Mr. Coyne and colleagues tested nebulized inhaled fentanyl citrate (25 mg in 2 mL saline) on patient perceptions of dyspnea, respiratory rate, and oxygen saturation in a convenience sample of 37 cancer patients on a dedicated oncology unit. The investigators assessed patient perception of whether breathing stayed the same, worsened, or improved with treatment. They also measured the effect of inhaled fentanyl on respiratory rate and oxygen saturation by pulse oximetry at baseline, 5, and 60 minutes.

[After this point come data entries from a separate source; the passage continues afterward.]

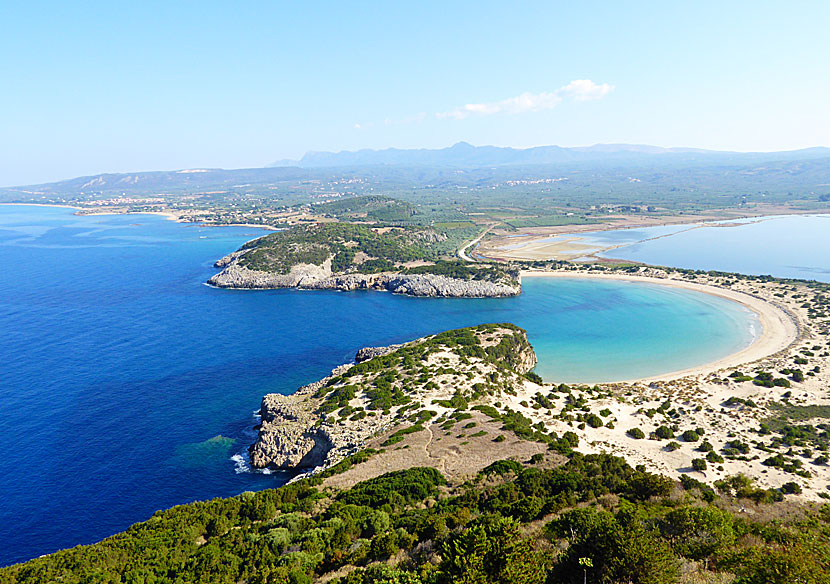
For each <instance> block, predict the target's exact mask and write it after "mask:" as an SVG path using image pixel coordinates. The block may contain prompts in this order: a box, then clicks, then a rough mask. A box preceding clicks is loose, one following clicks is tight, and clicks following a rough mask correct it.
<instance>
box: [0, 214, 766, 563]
mask: <svg viewBox="0 0 830 584" xmlns="http://www.w3.org/2000/svg"><path fill="white" fill-rule="evenodd" d="M261 234H262V232H261V231H258V230H255V229H248V228H239V227H205V226H198V225H183V224H178V223H175V222H172V221H168V220H165V219H164V218H161V217H158V216H152V215H130V216H125V215H114V216H97V217H77V216H74V215H73V214H72V211H71V210H68V209H58V208H48V207H23V206H2V205H0V266H2V269H0V333H2V334H0V356H1V357H2V366H0V429H2V432H0V501H2V504H1V505H0V530H2V531H3V533H0V541H2V542H4V543H5V544H6V545H4V546H3V547H0V565H5V564H9V563H13V562H17V561H22V560H25V559H28V558H31V557H34V556H37V555H40V554H44V553H49V552H52V551H55V550H57V549H61V548H64V547H70V546H73V545H77V544H81V543H91V542H94V541H97V540H100V539H102V538H104V537H106V536H107V535H110V534H112V533H115V532H117V531H120V530H123V529H125V528H126V527H128V526H129V525H131V524H132V523H135V522H137V521H141V520H144V519H146V518H148V517H149V516H150V515H151V514H152V513H153V512H154V511H156V510H157V509H162V508H167V507H170V506H172V505H175V504H179V503H184V502H188V501H192V500H197V499H208V498H212V497H220V496H230V495H235V494H238V493H240V492H242V491H244V490H255V489H262V488H266V487H271V486H277V485H279V484H281V483H282V482H284V481H285V478H286V477H285V476H284V475H281V474H279V473H274V474H270V475H267V474H260V473H252V472H250V471H246V464H245V457H244V453H245V451H246V448H247V446H248V444H250V442H251V441H252V440H253V438H254V433H253V431H252V425H253V424H254V417H253V414H254V411H255V410H256V409H258V407H259V403H260V400H261V398H262V396H263V394H265V393H268V392H274V391H279V392H285V393H290V392H292V391H294V390H295V389H296V388H297V387H299V386H300V385H303V384H305V383H308V382H311V381H314V380H316V379H318V378H320V377H323V376H324V375H326V374H327V373H328V372H329V370H330V369H331V368H332V367H334V366H336V365H338V364H340V363H343V362H346V361H348V360H350V359H351V358H352V357H353V355H354V352H355V351H356V350H357V349H358V348H360V347H363V346H367V345H384V344H389V343H395V342H401V341H406V340H409V339H412V338H416V337H419V336H422V335H426V334H430V333H435V332H438V331H441V330H446V329H449V328H454V327H460V326H467V325H473V324H479V323H482V322H505V321H508V322H513V323H516V324H518V325H520V326H522V327H524V328H526V329H527V330H528V333H529V336H530V340H531V342H532V343H533V345H534V346H535V348H536V350H537V353H538V355H539V357H540V365H539V367H538V368H537V372H538V373H540V374H541V375H542V376H543V377H544V378H546V379H547V380H550V381H554V380H555V381H568V382H579V381H583V382H590V381H602V380H612V379H628V378H632V377H639V376H645V375H654V374H659V373H665V372H668V371H671V370H677V369H682V368H685V367H689V366H693V365H697V364H700V363H703V362H706V361H709V360H712V359H715V358H718V357H721V356H723V355H726V354H728V353H731V352H733V351H736V350H738V349H740V348H742V347H743V346H745V345H747V344H748V343H749V342H750V341H751V339H752V335H753V334H754V327H756V326H757V325H756V323H755V320H754V317H753V316H752V315H751V314H750V313H748V312H747V311H746V310H745V309H743V308H742V307H740V306H738V305H736V304H734V303H731V302H728V301H725V300H722V299H719V298H715V297H711V296H708V295H705V294H698V293H690V292H686V291H680V290H676V289H671V288H664V287H660V286H649V285H645V284H639V283H624V282H596V281H585V280H572V279H564V280H559V279H543V278H532V279H531V278H528V279H526V280H525V283H524V292H523V294H522V295H521V296H520V297H517V298H509V299H480V300H440V299H419V298H407V297H401V296H393V295H391V294H386V293H379V292H353V293H338V292H321V291H311V292H301V291H288V290H284V291H231V290H218V289H213V288H210V287H208V286H205V285H203V282H204V281H205V280H207V278H208V277H210V276H211V275H212V274H213V273H215V271H216V270H215V269H214V268H213V267H212V263H213V262H214V261H215V260H216V259H217V258H219V257H221V256H223V255H225V254H226V253H228V252H230V251H233V250H234V249H236V248H237V247H238V246H239V245H240V244H242V243H243V242H244V241H246V240H249V239H251V238H253V237H256V236H259V235H261Z"/></svg>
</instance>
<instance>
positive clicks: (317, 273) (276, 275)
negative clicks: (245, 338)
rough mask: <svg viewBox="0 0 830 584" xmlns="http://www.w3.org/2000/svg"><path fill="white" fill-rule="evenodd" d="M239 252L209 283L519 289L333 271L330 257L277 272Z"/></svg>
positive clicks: (447, 290) (514, 285) (464, 295)
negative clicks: (343, 273) (247, 261)
mask: <svg viewBox="0 0 830 584" xmlns="http://www.w3.org/2000/svg"><path fill="white" fill-rule="evenodd" d="M241 256H242V254H240V253H239V252H235V253H234V254H231V255H230V256H226V257H224V258H222V259H221V260H219V261H218V262H216V264H215V265H216V267H221V268H223V269H222V271H221V272H219V273H218V274H216V275H215V276H213V277H212V278H210V280H208V284H210V285H212V286H216V287H218V288H237V289H272V288H301V289H307V290H342V291H351V290H385V291H389V292H392V293H394V294H407V295H409V296H431V297H440V298H494V297H504V296H516V295H518V294H519V293H520V292H521V284H520V283H519V282H518V281H516V282H490V281H487V280H462V279H460V278H450V277H447V276H443V275H438V274H399V273H380V274H360V273H351V274H341V273H336V272H332V270H331V261H330V260H327V261H326V262H324V263H323V265H319V266H318V265H314V264H297V265H295V266H292V268H291V270H290V271H289V272H288V273H287V274H278V273H274V272H266V271H261V270H252V269H250V268H248V267H246V266H243V265H241V264H240V263H239V258H240V257H241Z"/></svg>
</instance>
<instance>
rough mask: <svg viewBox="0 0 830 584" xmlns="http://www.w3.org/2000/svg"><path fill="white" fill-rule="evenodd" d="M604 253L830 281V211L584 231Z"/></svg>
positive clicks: (799, 277)
mask: <svg viewBox="0 0 830 584" xmlns="http://www.w3.org/2000/svg"><path fill="white" fill-rule="evenodd" d="M581 235H584V237H586V239H587V240H588V241H589V242H596V243H598V244H599V245H609V244H623V247H619V248H616V249H614V250H611V251H609V252H607V253H606V254H605V255H607V256H609V257H613V258H617V259H624V260H634V261H638V262H643V263H646V264H652V265H662V266H675V267H678V268H690V269H695V270H720V271H724V272H739V273H742V274H756V275H762V274H769V275H772V276H776V277H778V278H799V279H804V280H818V281H819V282H830V215H822V214H817V215H785V216H775V217H763V218H758V219H739V220H735V221H723V222H716V223H704V224H702V225H672V226H664V227H649V228H645V229H620V230H614V231H604V232H602V231H600V232H594V233H587V234H581Z"/></svg>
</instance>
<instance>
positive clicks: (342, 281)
mask: <svg viewBox="0 0 830 584" xmlns="http://www.w3.org/2000/svg"><path fill="white" fill-rule="evenodd" d="M448 246H449V247H448ZM454 249H455V248H453V247H452V245H451V242H449V240H448V237H447V236H446V235H444V234H441V233H438V232H436V231H434V230H433V229H431V228H422V227H418V228H416V227H409V228H400V227H373V226H368V225H358V224H349V223H323V224H318V225H303V226H295V227H293V228H291V229H288V230H284V231H279V232H276V233H272V234H270V235H267V236H265V237H260V238H258V239H255V240H253V241H250V242H248V243H246V244H245V245H244V246H243V247H242V248H241V249H239V250H237V251H235V252H233V253H232V254H229V255H227V256H225V257H223V258H222V259H220V260H219V261H217V262H216V264H215V266H216V267H217V268H221V269H222V271H221V272H219V273H218V274H216V275H215V276H213V277H212V278H210V280H208V283H209V284H210V285H212V286H217V287H219V288H237V289H263V288H265V289H268V288H301V289H306V290H342V291H350V290H383V291H388V292H393V293H395V294H406V295H409V296H432V297H441V298H488V297H503V296H516V295H517V294H519V293H520V292H521V283H520V277H519V273H518V270H517V269H515V268H511V267H509V266H506V265H497V264H493V263H469V262H464V261H459V260H458V259H447V258H448V256H450V255H453V254H454V253H455V251H454Z"/></svg>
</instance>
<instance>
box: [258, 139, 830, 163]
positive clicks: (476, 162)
mask: <svg viewBox="0 0 830 584" xmlns="http://www.w3.org/2000/svg"><path fill="white" fill-rule="evenodd" d="M828 156H830V148H823V147H819V148H806V149H802V150H793V151H783V152H728V151H717V150H702V149H697V148H663V147H660V146H649V145H645V144H595V145H593V146H580V147H573V148H565V147H562V146H537V147H533V148H524V149H520V148H511V147H500V146H473V145H471V144H469V143H467V142H458V143H457V144H454V145H453V146H450V147H447V148H440V149H425V148H419V149H410V150H407V149H399V148H387V149H384V150H371V149H364V150H357V151H341V152H315V151H312V152H307V153H306V154H305V155H304V156H303V157H302V158H301V159H300V160H296V161H292V160H280V161H277V162H275V163H273V164H272V165H271V166H272V167H286V166H298V167H301V168H320V167H354V166H377V165H402V166H458V167H480V166H502V165H537V164H563V163H592V162H594V163H599V162H620V163H623V162H661V163H662V162H682V163H697V164H701V163H703V164H710V163H715V164H723V163H730V162H743V163H748V162H753V161H757V162H760V161H772V160H793V159H802V158H803V159H812V158H822V157H828Z"/></svg>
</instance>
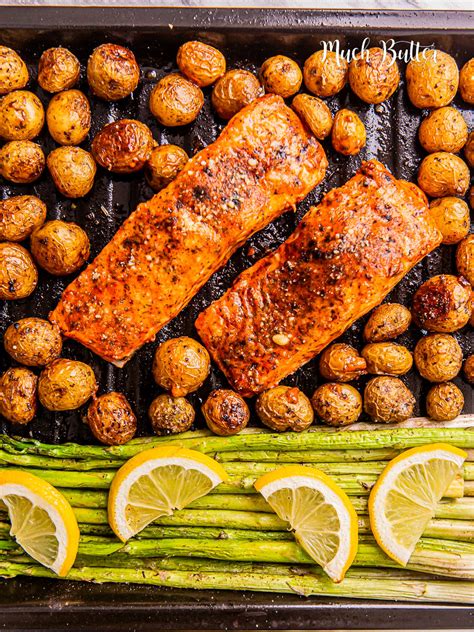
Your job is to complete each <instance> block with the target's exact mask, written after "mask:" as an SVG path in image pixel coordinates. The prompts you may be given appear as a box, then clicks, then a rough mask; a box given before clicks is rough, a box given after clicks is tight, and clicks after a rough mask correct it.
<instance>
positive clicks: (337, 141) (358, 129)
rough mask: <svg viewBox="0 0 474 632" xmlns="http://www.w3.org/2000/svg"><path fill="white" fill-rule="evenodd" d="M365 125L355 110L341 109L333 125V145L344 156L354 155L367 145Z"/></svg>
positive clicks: (339, 111)
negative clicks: (353, 110)
mask: <svg viewBox="0 0 474 632" xmlns="http://www.w3.org/2000/svg"><path fill="white" fill-rule="evenodd" d="M366 139H367V136H366V132H365V126H364V124H363V123H362V121H361V120H360V118H359V117H358V116H357V114H356V113H355V112H352V111H351V110H346V109H343V110H339V112H336V116H335V117H334V123H333V126H332V136H331V140H332V146H333V147H334V149H335V150H336V151H337V152H339V153H340V154H344V156H354V155H355V154H358V153H359V152H360V150H361V149H362V148H363V147H365V142H366Z"/></svg>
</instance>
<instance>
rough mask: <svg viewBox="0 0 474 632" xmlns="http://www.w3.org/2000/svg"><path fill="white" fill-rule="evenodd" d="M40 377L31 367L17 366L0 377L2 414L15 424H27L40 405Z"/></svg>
mask: <svg viewBox="0 0 474 632" xmlns="http://www.w3.org/2000/svg"><path fill="white" fill-rule="evenodd" d="M37 383H38V378H37V377H36V375H35V374H34V373H32V372H31V371H30V370H29V369H25V368H24V367H15V368H12V369H8V370H7V371H5V373H4V374H3V375H2V376H1V377H0V415H2V417H5V419H8V421H11V422H12V423H15V424H27V423H29V422H30V421H31V420H32V419H33V417H34V416H35V414H36V409H37V407H38V404H37V399H36V387H37Z"/></svg>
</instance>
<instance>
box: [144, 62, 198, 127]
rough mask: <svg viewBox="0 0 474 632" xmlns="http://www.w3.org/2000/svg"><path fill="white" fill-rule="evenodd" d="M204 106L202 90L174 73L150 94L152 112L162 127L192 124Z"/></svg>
mask: <svg viewBox="0 0 474 632" xmlns="http://www.w3.org/2000/svg"><path fill="white" fill-rule="evenodd" d="M203 105H204V95H203V93H202V90H201V88H199V86H196V85H195V84H194V83H193V82H192V81H189V79H186V78H185V77H183V76H181V75H179V74H178V73H172V74H170V75H166V76H165V77H163V78H162V79H160V81H158V83H157V84H156V86H155V87H154V88H153V90H152V91H151V94H150V101H149V106H150V111H151V113H152V114H153V116H154V117H155V118H156V119H157V120H158V122H159V123H161V125H167V126H168V127H178V126H179V125H189V123H192V122H193V121H194V120H195V119H196V117H197V115H198V114H199V112H200V111H201V109H202V106H203Z"/></svg>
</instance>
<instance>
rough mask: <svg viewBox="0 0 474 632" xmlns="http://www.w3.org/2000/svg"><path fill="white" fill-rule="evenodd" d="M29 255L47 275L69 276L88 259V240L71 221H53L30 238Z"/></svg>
mask: <svg viewBox="0 0 474 632" xmlns="http://www.w3.org/2000/svg"><path fill="white" fill-rule="evenodd" d="M31 253H32V255H33V257H34V258H35V260H36V261H37V263H38V264H39V265H40V266H41V267H42V268H43V269H44V270H46V271H47V272H49V273H50V274H54V275H55V276H64V275H66V274H72V273H73V272H76V271H77V270H79V268H81V267H82V266H83V265H84V263H85V262H86V260H87V258H88V257H89V254H90V243H89V238H88V236H87V234H86V233H85V231H84V230H82V228H81V227H80V226H78V225H77V224H74V222H63V221H62V220H60V219H53V220H51V221H49V222H46V224H43V226H41V228H39V229H38V230H35V232H34V233H33V234H32V235H31Z"/></svg>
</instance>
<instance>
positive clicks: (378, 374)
mask: <svg viewBox="0 0 474 632" xmlns="http://www.w3.org/2000/svg"><path fill="white" fill-rule="evenodd" d="M361 355H362V357H363V358H364V359H365V361H366V362H367V373H372V374H375V375H404V374H405V373H408V371H409V370H410V369H411V367H412V366H413V358H412V355H411V353H410V352H409V351H408V349H407V348H406V347H404V346H403V345H398V344H396V343H395V342H371V343H369V344H368V345H366V346H365V347H364V348H363V349H362V351H361Z"/></svg>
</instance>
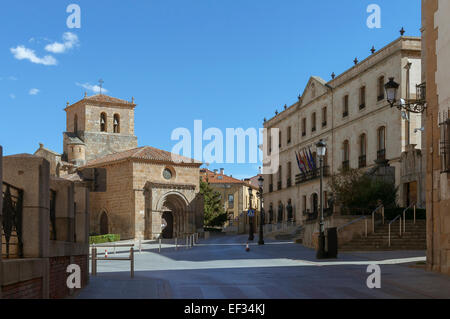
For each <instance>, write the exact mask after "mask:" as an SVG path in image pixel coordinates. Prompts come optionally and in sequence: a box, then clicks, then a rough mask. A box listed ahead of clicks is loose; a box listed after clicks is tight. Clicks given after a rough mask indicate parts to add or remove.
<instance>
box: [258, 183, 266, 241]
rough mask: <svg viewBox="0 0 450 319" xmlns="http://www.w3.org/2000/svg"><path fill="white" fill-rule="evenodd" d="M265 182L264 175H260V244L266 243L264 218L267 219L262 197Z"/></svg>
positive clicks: (258, 194)
mask: <svg viewBox="0 0 450 319" xmlns="http://www.w3.org/2000/svg"><path fill="white" fill-rule="evenodd" d="M263 183H264V178H263V177H262V175H259V178H258V185H259V191H258V196H259V240H258V245H264V234H263V233H264V231H263V228H264V220H265V216H264V212H263V209H264V208H263V197H262V192H263Z"/></svg>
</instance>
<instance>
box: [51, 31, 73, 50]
mask: <svg viewBox="0 0 450 319" xmlns="http://www.w3.org/2000/svg"><path fill="white" fill-rule="evenodd" d="M63 41H64V42H63V43H60V42H53V43H51V44H47V45H46V46H45V50H47V51H48V52H52V53H64V52H66V51H68V50H70V49H72V48H73V47H75V46H77V45H79V42H80V41H79V40H78V36H77V35H76V34H74V33H72V32H66V33H64V34H63Z"/></svg>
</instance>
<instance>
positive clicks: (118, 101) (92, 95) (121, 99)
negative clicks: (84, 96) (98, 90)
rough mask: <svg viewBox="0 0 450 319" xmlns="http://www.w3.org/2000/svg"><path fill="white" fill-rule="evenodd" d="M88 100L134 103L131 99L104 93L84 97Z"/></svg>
mask: <svg viewBox="0 0 450 319" xmlns="http://www.w3.org/2000/svg"><path fill="white" fill-rule="evenodd" d="M84 99H85V100H88V101H95V102H106V103H116V104H130V105H131V104H132V103H131V102H129V101H126V100H122V99H118V98H115V97H112V96H109V95H104V94H96V95H92V96H89V97H86V98H84Z"/></svg>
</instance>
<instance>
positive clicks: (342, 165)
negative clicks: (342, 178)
mask: <svg viewBox="0 0 450 319" xmlns="http://www.w3.org/2000/svg"><path fill="white" fill-rule="evenodd" d="M342 170H343V171H344V172H346V171H348V170H350V161H343V162H342Z"/></svg>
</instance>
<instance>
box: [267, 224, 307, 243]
mask: <svg viewBox="0 0 450 319" xmlns="http://www.w3.org/2000/svg"><path fill="white" fill-rule="evenodd" d="M304 232H305V230H304V228H303V226H295V227H290V228H289V229H288V230H287V231H284V232H283V231H280V232H277V233H274V234H271V236H270V237H273V238H274V239H276V240H293V241H295V242H296V243H300V244H301V243H302V241H303V235H304Z"/></svg>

Mr. Coyne said that the trial was not placebo controlled because the institutional review board would not approve a placebo-controlled trial design in this situation.

Twenty-six of 37 (79%) patients in this pilot study reported improvement in breathing; 3 (9%) were unsure; and 4 (12%) reported no improvement. Respiratory rates improved from a baseline of 28.4/min to 25.9/min at 5 minutes and 24.1/min at 60 minutes:

Oxygen saturation improved from 94.6% at baseline to 96.8% at 5 minutes and 96.7% at 60 minutes. No side effects were observed.

"Fentanyl citrate nebulizers appear to be safe and effective in the treatment of dyspnea in individuals with a life-limiting disease process," Mr. Coyne concluded. "Inhaled nebulized fentanyl citrate significantly improved patient perception of breathing, respiratory rate, and oxygen saturation. This inexpensive and readily available treatment may offer substantial relief of dyspnea. Randomized clinical trials to determine size and length of effect are ongoing."